Считаные дни — страница 27 из 41

Она наконец просунула руку в рукав куртки, застегнула молнию, бросив быстрый взгляд в окно. В те дни перед похоронами цветов присылали огромное количество, по дому распространялся тяжелый и тошнотворный запах лилий; мать пыталась показать ей карточки, но Ингеборга и читать их не стала — ни стандартные фразы, напечатанные витиеватыми золотыми буквами, ни длинные, но написанные от души соболезнования со всех концов света.

«Мне мама рассказывала, что в детстве я больше проводила времени дома у вас, чем у себя, — сказала Анита, — я думаю, она принимала это близко к сердцу». Она выглядела усталой, но все же улыбнулась, потом наклонилась и подняла с пола четыре маленьких сапожка. «Может, мы как-нибудь встретимся и выпьем кофе или перекусим? — спросила Ингеборга. — Если у тебя будет время». — «С удовольствием», — ответила Анита, но взгляд ее уже скользнул в сторону дверей. Малыши без обуви и курток стояли на тротуаре и прыгали перед дедушкой, тихим водопроводчиком, который был знаменит тем, что жарил на гриле лучшие в мире отбивные. Его внуки смеялись, тянули пухлые ручки к тачке, дедушка помог им перебраться через бортик, и как же они ликовали, когда оказались наверху.

И в этот самый момент Ингеборга всерьез осознала, что у ее собственных детей уже никогда не будет дедушки со стороны матери. Она больше никогда не увидит своего отца, и это значит, что она никогда не увидит его в роли доброго и участливого дедушки, которым он бы точно стал, если бы только не ушел из жизни. Потому что таково горе, рассуждала Ингеборга, когда вчера после обеда медленно брела из студенческого центра к дому: прежде всего — ужасная нестерпимая боль, заполняющая собой все.

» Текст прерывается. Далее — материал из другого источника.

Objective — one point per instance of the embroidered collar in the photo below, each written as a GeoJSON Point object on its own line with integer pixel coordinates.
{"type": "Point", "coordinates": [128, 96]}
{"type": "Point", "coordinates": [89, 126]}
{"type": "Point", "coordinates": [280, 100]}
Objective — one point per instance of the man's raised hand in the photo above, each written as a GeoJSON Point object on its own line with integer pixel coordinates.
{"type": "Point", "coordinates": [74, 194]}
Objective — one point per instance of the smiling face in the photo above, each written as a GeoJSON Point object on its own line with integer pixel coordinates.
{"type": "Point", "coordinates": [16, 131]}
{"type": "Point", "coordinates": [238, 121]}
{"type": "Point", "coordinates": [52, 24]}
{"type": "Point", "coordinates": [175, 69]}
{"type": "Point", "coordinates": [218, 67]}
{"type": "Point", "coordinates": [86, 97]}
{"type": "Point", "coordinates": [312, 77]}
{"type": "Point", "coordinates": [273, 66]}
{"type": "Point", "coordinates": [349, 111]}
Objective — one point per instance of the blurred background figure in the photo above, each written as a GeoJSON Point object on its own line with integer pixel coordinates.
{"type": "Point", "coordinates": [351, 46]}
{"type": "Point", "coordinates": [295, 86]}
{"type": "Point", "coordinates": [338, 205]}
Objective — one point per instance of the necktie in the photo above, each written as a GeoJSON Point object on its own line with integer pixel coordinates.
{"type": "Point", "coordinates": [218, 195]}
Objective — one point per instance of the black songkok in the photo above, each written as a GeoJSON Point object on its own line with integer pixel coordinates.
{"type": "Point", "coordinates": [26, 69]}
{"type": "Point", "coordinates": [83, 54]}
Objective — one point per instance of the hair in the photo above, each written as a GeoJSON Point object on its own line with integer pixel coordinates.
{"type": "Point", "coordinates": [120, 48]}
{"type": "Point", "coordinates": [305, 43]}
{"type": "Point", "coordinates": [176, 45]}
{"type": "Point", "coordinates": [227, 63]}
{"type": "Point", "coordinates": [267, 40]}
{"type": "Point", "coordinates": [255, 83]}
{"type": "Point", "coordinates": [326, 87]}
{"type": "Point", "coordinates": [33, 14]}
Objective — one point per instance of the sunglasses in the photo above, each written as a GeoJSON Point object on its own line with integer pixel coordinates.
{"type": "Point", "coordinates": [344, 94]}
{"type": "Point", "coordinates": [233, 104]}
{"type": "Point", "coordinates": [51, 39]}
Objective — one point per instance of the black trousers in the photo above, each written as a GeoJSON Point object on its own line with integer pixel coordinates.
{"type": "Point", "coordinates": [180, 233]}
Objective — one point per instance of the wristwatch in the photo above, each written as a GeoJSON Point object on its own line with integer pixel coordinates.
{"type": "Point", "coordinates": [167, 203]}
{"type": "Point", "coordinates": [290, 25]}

Но, возможно, боль приходит и позже: внезапными напоминаниями о безвозвратной потере, острым желанием ему позвонить и о чем-то рассказать и дрожью от осознания того, что это невозможно — больше никогда.


Когда мать возвращается домой, блюдо уже на столе. Ингеборга натянула на него пищевую пленку, единственная салфетка, которую она сложила и установила очень тщательно, расправилась и упала на блюдце.

— Ты моя дорогая! — восклицает мать. — Вот это роскошь!

Щеки ее порозовели, сейчас она именно та мать, о которой все говорят Ингеборге, — красивая и веселая, потому что все видят только это и ничего больше.

— Я сидела на встрече, — продолжает мать, — прости, пожалуйста, не видела твои сообщения, пока не собралась уходить!

Она снимает с плеча кожаную сумку — темно-красного цвета, точно такого, как оттенок помады на губах, и тонкое бежевое пальто. Ингеборга не понимает, почему у нее возникает чувство, что мать говорит неправду, не понимает, что именно ее так злит. Никто ведь не нарушил никаких договоренностей, они вообще ни о чем не договаривались.

— Давай садиться, — говорит Ингеборга, — или вы уже на встрече поели?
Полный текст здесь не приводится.